Dia do Julgamento: uma das histórias mais insanas de Juiz Dredd (Garth Ennis, Carlos Ezquerra, 2023, Mythos Editora)
Nos anos 1990, o universo de Juiz Dredd passava por um período de transição. Criado em 1977 por John Wagner e Carlos Ezquerra para a lendária editora inglesa 2000 AD, Dredd se consolidou como um dos maiores ícones dos quadrinhos britânicos. Mas a década seguinte trouxe uma geração nova de roteiristas que cresceu lendo essas histórias e agora assumia o comando. Entre eles estava Garth Ennis, um irlandês em ascensão que logo se tornaria conhecido por trabalhos como Preacher e The Boys.
Dia do Julgamento, publicado em 1992, tem como ponto de partida a volta de Sabbat, um necromago vindo do futuro que decide provar seu poder invocando hordas de mortos-vivos para tomar a Terra. A ameaça é tão absurda que obriga Dredd a unir forças com Johnny Alpha, protagonista de Strontium Dog, além de envolver diferentes blocos urbanos espalhados pelo planeta.
A influência do cinema de terror e dos filmes de zumbi é clara – Ennis sempre foi fã assumido de George Romero, e isso se traduz aqui no clima de apocalipse crescente, onde a cada página mais cadáveres se levantam para marchar contra os vivos. Ao mesmo tempo, a estrutura segue a lógica dos épicos de guerra, com batalhas em larga escala, decisões estratégicas e a sensação de que nada está realmente sob controle. O roteiro tem ritmo acelerado, mas também carrega algumas das marcas que acompanhariam Ennis em boa parte da carreira: a brutalidade gráfica, o humor negro e o olhar cínico para figuras de autoridade. Não é um trabalho tão afiado quanto Preacher ou Hitman, mas já deixava claro o estilo de escrita que o colocaria entre os nomes mais importantes dos quadrinhos.
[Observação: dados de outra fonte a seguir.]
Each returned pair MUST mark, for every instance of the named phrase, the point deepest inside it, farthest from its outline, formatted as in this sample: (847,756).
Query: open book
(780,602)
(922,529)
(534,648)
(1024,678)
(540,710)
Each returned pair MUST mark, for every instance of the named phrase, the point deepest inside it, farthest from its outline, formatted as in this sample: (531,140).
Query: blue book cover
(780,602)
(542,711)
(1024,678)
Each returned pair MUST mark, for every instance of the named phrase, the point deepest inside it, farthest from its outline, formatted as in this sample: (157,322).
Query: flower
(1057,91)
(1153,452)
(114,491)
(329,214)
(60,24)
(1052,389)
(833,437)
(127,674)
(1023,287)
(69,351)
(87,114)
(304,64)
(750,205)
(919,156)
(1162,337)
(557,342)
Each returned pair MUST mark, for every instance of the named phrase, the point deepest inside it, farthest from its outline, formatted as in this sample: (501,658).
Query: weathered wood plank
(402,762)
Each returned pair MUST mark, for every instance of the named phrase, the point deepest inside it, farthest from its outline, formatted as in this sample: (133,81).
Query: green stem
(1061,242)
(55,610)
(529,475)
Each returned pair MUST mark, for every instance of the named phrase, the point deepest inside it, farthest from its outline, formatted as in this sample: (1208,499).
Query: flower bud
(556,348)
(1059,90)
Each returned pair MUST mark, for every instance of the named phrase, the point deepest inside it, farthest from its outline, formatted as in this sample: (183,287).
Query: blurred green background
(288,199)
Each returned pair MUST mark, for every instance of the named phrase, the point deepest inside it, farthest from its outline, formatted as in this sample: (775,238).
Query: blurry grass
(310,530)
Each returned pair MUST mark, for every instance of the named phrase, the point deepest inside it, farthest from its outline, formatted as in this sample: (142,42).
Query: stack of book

A arte de Carlos Ezquerra é outro destaque. Cofundador do personagem, ele entrega páginas que equilibram dinamismo e caos. Os zumbis, com seus traços grotescos, reforçam a atmosfera de podridão que toma conta da narrativa. Ezquerra nunca buscou o detalhismo realista de alguns colegas da época, mas sua linha expressiva dá ao enredo um peso visceral que combina perfeitamente com o tom de Ennis.
Dia do Julgamento é lembrado como um dos maiores crossovers da 2000 AD. Não é a história definitiva de Dredd, nem pretende ser, mas ampliou os limites do universo ao trazer personagens de diferentes séries para o mesmo palco. Para Ennis, foi uma vitrine que o consolidou como herdeiro natural da tradição britânica de quadrinhos, antes de conquistar o mercado americano. Para Ezquerra, foi mais uma prova de sua capacidade de transformar absurdos em imagens icônicas.
Lida hoje, a saga funciona quase como um filme B em forma de HQ: exagerada, sangrenta, cheia de ação e com um subtexto crítico escondido entre as explosões. Não é a melhor porta de entrada para quem nunca leu Juiz Dredd, mas é um prato cheio para quem já conhece Mega-City One e quer ver até onde a insanidade pode ir quando Garth Ennis está no comando.
A edição mais recente da Dia do Julgamento no Brasil saiu no quinto volume da coleção Juiz Dredd Essencial, da Mythos Editora, publicado em 2023 e ainda em catálogo. A edição tem capa brochura, 228 páginas e formato 21 x 27,6 cm.